The main point to understand with both intrinsically safe and explosion proof rated fixtures is that they are not a one size fits all lighting solution. Explosion proof lighting is rated and certified according to a classification system that takes into account the basic nature of the hazardous environment according to the type of materials that are present, the specific type of flammable or explosive materials present, and the likelihood of their presence. This classification is denoted as Class, Division, and Groups, and in order for a light to be suitable for a specific type of environment it must carry a matching or higher rated classification rating for the classification of the area it is to be used within.

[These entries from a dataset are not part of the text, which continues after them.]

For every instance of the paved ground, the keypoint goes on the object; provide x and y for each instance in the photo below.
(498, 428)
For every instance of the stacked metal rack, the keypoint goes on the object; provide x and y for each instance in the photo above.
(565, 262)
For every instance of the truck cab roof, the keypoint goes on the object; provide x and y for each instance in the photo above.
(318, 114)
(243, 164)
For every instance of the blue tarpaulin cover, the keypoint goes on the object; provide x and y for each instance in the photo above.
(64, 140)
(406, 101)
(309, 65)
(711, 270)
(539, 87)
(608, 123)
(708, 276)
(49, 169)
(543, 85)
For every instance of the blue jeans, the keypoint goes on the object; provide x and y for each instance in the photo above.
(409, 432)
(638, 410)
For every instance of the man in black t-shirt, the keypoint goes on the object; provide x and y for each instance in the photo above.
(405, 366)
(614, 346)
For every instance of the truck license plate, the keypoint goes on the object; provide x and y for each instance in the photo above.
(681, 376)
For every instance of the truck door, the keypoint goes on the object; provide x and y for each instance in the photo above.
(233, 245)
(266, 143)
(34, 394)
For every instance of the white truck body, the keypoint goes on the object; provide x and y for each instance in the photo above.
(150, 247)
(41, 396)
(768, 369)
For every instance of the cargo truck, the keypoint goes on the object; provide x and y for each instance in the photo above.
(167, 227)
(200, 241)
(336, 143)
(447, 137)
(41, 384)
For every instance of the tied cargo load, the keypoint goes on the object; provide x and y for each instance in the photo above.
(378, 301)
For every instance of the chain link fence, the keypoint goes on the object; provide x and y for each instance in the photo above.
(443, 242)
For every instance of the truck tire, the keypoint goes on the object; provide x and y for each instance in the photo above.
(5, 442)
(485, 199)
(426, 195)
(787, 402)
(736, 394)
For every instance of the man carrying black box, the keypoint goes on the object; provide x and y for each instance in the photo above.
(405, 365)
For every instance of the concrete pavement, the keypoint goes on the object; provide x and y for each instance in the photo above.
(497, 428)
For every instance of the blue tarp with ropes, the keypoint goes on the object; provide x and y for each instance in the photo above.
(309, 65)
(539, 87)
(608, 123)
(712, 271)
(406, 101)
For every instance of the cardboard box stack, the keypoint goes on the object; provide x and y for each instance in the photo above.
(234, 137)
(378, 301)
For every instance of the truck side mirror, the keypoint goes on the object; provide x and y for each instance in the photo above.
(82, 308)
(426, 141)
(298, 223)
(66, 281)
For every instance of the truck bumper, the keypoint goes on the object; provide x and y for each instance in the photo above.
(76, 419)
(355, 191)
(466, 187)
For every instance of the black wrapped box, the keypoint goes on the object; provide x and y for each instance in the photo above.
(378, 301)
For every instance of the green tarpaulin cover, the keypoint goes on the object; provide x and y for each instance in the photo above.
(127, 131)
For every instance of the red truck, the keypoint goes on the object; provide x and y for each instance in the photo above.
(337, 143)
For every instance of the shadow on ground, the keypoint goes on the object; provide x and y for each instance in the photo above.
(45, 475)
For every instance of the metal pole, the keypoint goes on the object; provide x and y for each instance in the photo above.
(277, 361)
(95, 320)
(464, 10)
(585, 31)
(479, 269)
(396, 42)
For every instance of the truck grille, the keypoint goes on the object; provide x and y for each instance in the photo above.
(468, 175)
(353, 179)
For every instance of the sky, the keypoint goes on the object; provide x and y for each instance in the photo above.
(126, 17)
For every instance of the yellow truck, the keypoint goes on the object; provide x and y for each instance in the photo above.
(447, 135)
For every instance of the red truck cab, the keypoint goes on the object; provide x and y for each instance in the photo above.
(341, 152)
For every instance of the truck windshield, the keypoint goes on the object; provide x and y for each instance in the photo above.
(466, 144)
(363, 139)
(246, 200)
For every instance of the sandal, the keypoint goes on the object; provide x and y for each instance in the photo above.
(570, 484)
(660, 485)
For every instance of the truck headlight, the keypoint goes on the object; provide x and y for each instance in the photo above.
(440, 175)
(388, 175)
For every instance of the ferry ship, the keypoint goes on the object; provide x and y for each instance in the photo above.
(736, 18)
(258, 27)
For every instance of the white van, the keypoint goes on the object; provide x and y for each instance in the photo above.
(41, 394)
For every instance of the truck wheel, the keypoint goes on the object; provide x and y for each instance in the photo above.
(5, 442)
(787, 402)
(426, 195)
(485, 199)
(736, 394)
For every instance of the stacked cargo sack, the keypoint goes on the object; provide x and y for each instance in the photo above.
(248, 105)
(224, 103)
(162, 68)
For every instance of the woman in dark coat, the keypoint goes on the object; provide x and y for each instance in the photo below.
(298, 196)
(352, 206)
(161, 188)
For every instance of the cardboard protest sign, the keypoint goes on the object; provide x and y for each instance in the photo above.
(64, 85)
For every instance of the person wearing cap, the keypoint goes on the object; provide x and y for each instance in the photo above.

Vapor proof fixtures are perhaps responsible for some of the most common misunderstandings in industrial lighting safety. As we noted earlier, the term “Vapor Proof” can be misleading because upon first glance it would seem obvious that a fixture impervious to the intrusion of vapors within its housing should be safe in a hazardous environment.
This is not the case however, and regardless of a fixtures’ vapor proof rating, unless it carries explosion proof or intrinsically safe certification it is not safe for use in hazardous locations. Vapor proof lighting does offer some protection from effects such as corrosion and humidity in locations where these conditions can be a problem, providing a lighting solution that can withstand these conditions while maintaining a high degree of reliability.